If you have an aging parent, spouse or other loved one and you are the Designated Agent on the Durable Power of Attorney (DPOA) for finances, contact the bank or institution where the money from your close is retained. There is a risk for anyone that we will one day lose our independent decision-making over finances. Find out if they anticipate a problem with you/the agent using the DPOA that their account holder signed as part of their estate plan. Show them. Seek advice from their legal department, for this is the source of the resistance of these misguided financial institutions. If they refuse to give you an opinion that such a document is acceptable, persuade the account holder to run, not walk, to transfer the funds to a different, more accepting bank or institution. They exist. Joanne has already chosen one. You don’t want to be forced into Joanne’s position of being locked out as she has to pay dad’s bills for everything from assisted living to income taxes. By locking out both the account holder and his agent, his named daughter had an immediate result: no one could access Jason’s money.
I’m unlikely to write about this if it was an isolated incident. It’s not. In 15 years of consulting with families on AgingParents.com, we have seen this type of behavior from financial institutions, time and time again. They take strong positions against their own account holders, probably out of fear that the institution will be sued by an unknown person if they allow the appointed agent to do the work the agent is charged with doing. It doesn’t make legal sense, but it persists in the industry. The result is horrific stress for the officer, usually a family member of the disabled senior. Nor does it make legal sense to attempt to force the account holder into guardianship, for no reason other than the satisfaction of the bank’s legal department. It is not the financial institutions that decide who is suitable for guardianship and who is not. They are not the ones who bear the high cost of attempting guardianship when no one but the bank thinks it is reasonable to do so. They are not the ones who have the right to impose such heavy consequences on any family.
The best way to thwart this terribly unfair policy that persists in financial services is to test the concept of your aging parent’s legal document first. When you show them a document that you may need in the future and there is no clear answer to your request as to whether they will accept it, it is a “no”. Move the money from there while the eldest still has the ability. Otherwise, you might be stuck, just like Joanne and Jason are right now.

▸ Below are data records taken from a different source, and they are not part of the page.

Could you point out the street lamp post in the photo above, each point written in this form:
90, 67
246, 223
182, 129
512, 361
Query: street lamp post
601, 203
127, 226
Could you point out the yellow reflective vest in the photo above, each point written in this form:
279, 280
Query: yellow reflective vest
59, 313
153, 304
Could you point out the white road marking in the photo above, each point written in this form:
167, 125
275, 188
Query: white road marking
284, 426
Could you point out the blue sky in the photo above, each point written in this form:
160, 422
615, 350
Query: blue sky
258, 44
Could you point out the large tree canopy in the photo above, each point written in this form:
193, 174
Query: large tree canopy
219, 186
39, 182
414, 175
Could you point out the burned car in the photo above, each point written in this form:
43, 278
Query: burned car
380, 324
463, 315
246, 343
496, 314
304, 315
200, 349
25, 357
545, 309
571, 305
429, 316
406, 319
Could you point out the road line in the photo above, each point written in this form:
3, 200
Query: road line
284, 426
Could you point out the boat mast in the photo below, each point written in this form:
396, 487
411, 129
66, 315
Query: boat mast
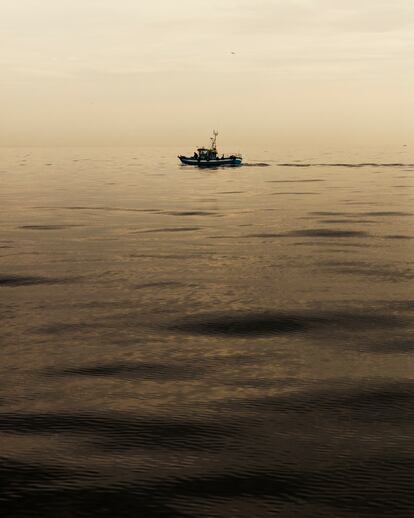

I keep a growing list of these unreasonable financial institutions. We share it with our clients, often the adult children of their aging elders. Better financial organizations are prepared to follow the DPOA law in every state. They are the ones who deserve the business. Consider this an early warning of a problem you may not have known existed. Keeping an aging parent’s invested funds somewhere that will treat the legally appointed agent with respect is the best way to avoid a nightmare like Joanne faced.